Although Obama surrounded himself with military men for his signing photo op, those in positions of authority disagree with the spirit of his order. The Director of National Intelligence, Admiral Michael McConnell, has said, "Does the [intelligence] community need interrogation techniques beyond what's in the Army Field Manual? In my opinion we do."
Objective evidence bears him out. Lt. Gen. Randall “Mark” Schmidt testified before the Senate Armed Services Committee in 2005 that when enhanced interrogation techniques were applied to 20th hijacker Mohammed al-Qahtani, he “proved to have intimate knowledge of [terrorists’] future plans” and provided “extremely valuable intelligence.” CIA chief Michael Hayden testified last February that two of the three al-Qaeda terrorists waterboarded, Khalid Sheikh Mohammed and Abu Zubaydah, provided the agency with one-quarter of all human intelligence it had about al-Qaeda. Maybe our armed forces can safeguard our Republic with only 75 percent of the puzzle. Maybe not.

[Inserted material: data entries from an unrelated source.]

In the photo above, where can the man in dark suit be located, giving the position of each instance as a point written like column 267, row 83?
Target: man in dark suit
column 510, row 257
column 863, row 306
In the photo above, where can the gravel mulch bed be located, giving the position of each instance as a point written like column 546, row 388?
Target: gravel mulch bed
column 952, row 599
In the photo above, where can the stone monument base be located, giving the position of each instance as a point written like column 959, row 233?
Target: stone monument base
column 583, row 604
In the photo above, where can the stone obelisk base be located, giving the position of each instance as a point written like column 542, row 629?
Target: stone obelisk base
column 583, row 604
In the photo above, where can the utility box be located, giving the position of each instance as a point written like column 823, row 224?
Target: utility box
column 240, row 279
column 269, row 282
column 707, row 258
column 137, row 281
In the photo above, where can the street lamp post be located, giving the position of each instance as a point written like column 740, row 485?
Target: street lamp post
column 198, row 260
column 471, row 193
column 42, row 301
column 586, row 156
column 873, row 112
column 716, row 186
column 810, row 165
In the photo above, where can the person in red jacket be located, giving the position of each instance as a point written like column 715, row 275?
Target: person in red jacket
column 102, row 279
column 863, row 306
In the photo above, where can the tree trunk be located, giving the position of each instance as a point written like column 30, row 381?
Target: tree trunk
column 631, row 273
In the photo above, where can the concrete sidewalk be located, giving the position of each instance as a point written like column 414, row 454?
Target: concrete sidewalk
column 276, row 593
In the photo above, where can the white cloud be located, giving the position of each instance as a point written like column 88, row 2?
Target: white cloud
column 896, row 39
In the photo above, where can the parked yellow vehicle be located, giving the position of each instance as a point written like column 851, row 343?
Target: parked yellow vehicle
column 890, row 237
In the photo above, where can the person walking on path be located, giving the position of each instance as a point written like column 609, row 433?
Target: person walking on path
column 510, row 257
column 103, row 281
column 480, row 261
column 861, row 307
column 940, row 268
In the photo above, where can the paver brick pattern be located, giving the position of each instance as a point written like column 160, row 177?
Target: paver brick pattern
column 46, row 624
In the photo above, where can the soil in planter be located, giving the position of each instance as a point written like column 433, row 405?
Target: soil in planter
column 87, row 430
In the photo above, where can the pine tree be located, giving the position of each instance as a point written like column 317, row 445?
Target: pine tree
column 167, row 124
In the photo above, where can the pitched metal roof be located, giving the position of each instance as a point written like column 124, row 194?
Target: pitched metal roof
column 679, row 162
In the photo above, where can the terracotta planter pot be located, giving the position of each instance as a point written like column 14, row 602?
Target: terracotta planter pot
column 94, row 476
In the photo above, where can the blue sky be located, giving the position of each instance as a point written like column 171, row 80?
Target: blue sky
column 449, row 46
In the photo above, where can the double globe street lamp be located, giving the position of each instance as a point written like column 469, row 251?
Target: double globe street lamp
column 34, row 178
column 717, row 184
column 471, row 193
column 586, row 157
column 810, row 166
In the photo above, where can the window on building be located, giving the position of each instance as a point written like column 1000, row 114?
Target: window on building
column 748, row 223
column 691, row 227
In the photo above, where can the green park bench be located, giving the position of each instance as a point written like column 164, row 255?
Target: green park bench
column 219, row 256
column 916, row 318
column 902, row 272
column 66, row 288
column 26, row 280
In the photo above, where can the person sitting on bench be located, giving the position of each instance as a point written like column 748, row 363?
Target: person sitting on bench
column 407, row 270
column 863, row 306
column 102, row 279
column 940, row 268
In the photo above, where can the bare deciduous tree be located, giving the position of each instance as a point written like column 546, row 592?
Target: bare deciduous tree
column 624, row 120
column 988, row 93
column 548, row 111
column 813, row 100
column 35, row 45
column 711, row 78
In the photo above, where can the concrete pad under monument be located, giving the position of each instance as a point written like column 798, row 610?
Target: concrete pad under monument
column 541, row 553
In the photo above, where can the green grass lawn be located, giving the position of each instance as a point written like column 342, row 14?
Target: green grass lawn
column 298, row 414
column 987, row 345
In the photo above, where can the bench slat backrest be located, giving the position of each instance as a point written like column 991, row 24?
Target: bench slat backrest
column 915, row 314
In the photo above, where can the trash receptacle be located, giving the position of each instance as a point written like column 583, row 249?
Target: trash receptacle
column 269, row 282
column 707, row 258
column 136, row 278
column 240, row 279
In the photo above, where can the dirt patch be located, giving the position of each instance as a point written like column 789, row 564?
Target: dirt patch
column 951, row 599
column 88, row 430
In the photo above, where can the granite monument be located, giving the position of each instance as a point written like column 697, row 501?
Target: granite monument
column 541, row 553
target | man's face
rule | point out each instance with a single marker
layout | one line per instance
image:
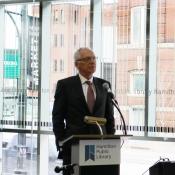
(86, 69)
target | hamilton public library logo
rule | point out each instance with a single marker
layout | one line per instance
(89, 152)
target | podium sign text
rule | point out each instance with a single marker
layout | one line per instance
(99, 152)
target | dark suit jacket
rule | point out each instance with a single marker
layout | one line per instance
(70, 107)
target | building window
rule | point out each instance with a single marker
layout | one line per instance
(55, 40)
(76, 17)
(55, 66)
(56, 17)
(138, 27)
(84, 31)
(62, 40)
(75, 42)
(136, 117)
(106, 70)
(61, 65)
(62, 16)
(137, 83)
(54, 88)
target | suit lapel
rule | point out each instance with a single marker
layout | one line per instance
(97, 87)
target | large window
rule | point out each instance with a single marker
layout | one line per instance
(56, 16)
(138, 19)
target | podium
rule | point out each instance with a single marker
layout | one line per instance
(96, 154)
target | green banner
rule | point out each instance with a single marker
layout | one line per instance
(11, 64)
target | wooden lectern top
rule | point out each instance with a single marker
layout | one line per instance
(91, 137)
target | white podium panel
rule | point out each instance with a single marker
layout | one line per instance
(99, 152)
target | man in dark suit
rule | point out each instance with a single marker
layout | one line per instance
(71, 103)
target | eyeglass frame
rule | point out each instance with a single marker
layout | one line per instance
(88, 59)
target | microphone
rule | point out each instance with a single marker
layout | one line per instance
(93, 120)
(106, 86)
(58, 169)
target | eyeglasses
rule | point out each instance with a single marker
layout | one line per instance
(88, 59)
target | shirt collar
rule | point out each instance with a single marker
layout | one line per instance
(83, 80)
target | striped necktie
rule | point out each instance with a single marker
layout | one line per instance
(90, 96)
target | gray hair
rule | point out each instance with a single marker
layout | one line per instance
(77, 53)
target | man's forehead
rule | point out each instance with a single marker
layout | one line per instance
(86, 51)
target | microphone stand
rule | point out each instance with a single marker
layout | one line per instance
(114, 102)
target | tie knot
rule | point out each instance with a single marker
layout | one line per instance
(88, 82)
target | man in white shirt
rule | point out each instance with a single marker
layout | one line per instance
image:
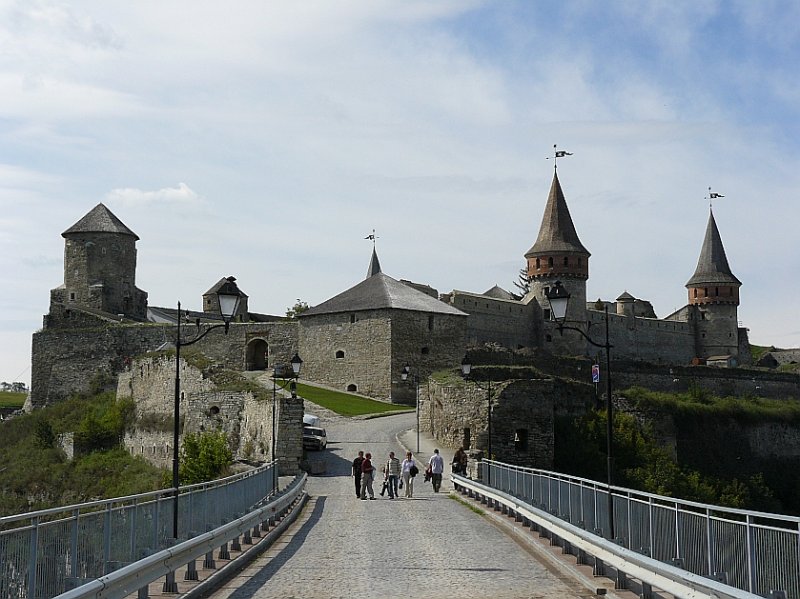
(436, 466)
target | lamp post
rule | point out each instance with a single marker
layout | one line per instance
(404, 374)
(558, 298)
(466, 369)
(228, 296)
(297, 364)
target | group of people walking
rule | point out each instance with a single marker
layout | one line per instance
(400, 475)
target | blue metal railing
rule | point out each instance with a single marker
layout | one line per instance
(753, 551)
(44, 553)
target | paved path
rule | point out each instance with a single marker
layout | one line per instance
(430, 546)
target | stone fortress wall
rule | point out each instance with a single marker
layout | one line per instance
(245, 419)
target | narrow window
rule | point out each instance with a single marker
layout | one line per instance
(521, 440)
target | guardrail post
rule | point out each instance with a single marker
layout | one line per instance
(191, 571)
(170, 586)
(223, 552)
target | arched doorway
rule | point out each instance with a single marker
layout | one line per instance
(257, 352)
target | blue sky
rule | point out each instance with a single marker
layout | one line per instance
(266, 140)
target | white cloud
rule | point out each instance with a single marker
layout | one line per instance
(129, 196)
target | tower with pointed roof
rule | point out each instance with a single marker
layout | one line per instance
(99, 269)
(559, 255)
(714, 295)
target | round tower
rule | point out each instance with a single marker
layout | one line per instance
(714, 297)
(558, 254)
(100, 267)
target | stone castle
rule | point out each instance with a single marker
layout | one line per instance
(361, 339)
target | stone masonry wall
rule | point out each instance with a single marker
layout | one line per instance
(246, 420)
(63, 361)
(362, 340)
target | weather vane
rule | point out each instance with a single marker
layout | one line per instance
(712, 195)
(372, 237)
(558, 154)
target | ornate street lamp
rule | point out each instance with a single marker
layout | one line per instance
(297, 364)
(228, 296)
(466, 369)
(404, 374)
(558, 298)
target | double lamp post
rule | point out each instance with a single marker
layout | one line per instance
(558, 298)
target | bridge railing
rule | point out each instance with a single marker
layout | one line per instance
(752, 551)
(45, 553)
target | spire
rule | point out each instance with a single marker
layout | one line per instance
(712, 267)
(99, 220)
(374, 264)
(557, 233)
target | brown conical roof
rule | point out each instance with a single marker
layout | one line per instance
(557, 233)
(712, 266)
(99, 220)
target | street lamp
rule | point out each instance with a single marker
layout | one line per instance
(297, 364)
(466, 369)
(558, 298)
(415, 379)
(228, 296)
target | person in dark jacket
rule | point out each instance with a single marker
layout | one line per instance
(357, 472)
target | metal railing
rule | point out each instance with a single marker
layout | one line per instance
(45, 553)
(752, 551)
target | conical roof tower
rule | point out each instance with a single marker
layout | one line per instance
(713, 281)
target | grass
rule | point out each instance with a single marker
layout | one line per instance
(12, 400)
(346, 404)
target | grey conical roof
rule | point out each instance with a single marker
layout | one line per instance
(374, 264)
(381, 291)
(99, 220)
(712, 267)
(557, 233)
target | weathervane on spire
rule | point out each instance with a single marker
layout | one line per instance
(712, 195)
(558, 154)
(372, 237)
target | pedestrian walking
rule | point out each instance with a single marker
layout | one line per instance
(357, 472)
(392, 470)
(436, 467)
(460, 462)
(367, 475)
(409, 470)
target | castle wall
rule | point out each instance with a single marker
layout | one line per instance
(64, 361)
(246, 420)
(646, 339)
(510, 323)
(523, 414)
(363, 342)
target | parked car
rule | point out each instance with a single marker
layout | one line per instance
(314, 438)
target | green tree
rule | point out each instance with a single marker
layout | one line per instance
(204, 456)
(299, 307)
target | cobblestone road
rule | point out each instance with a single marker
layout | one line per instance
(430, 546)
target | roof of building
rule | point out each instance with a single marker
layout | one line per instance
(712, 267)
(99, 220)
(380, 291)
(498, 292)
(557, 233)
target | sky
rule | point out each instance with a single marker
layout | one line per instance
(266, 140)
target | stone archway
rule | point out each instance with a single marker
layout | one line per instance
(257, 355)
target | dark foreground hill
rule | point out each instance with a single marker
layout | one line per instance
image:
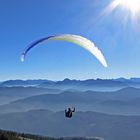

True, Obama's executive orders hold out the possibility of exceptions in virtually every one of these situations, although no one, including the president, seems to know under what circumstances those exceptions might be invoked, if ever. The potential for loopholes can be read as a sign of moderation, or a mere nod to reality. But it is easier to maintain a state of readiness than to assume the appropriate conditions can be recreated the instant they are needed. Special permission for harsh techniques may be granted or temporary rendition sites may be located, in time - but that is not good enough if interrogators are acting against a ticking time-bomb. And as the nation tragically learned before September 11th, interrogators often do not know when they are acting against a ticking time-bomb.
At the signing ceremony Thursday, Obama said, "The message that we are sending around the world is that the United States intends to prosecute the ongoing struggle against violence and terrorism, and we are going to do so vigilantly, we are going to do so effectively, and we are going to do so in a manner that is consistent with our values and our ideals."
The actual message Obama sent is that the United States now places "world opinion" above its own well-being; that the commander-in-chief of the War on Terror is willing to grant the other side tactical advantages; that the leader of the free world acts on image without thinking out the practical consequences his actions might have for his country or his soldiers. The only silver lining is the president's hypocrisy. Thursday's signing ceremony was the triumph of style over substance, of emotional masturbation over hard-headed analysis, of the politics of guilt over the duty of self-defense. It was certainly no way to inaugurate a new era of responsibility.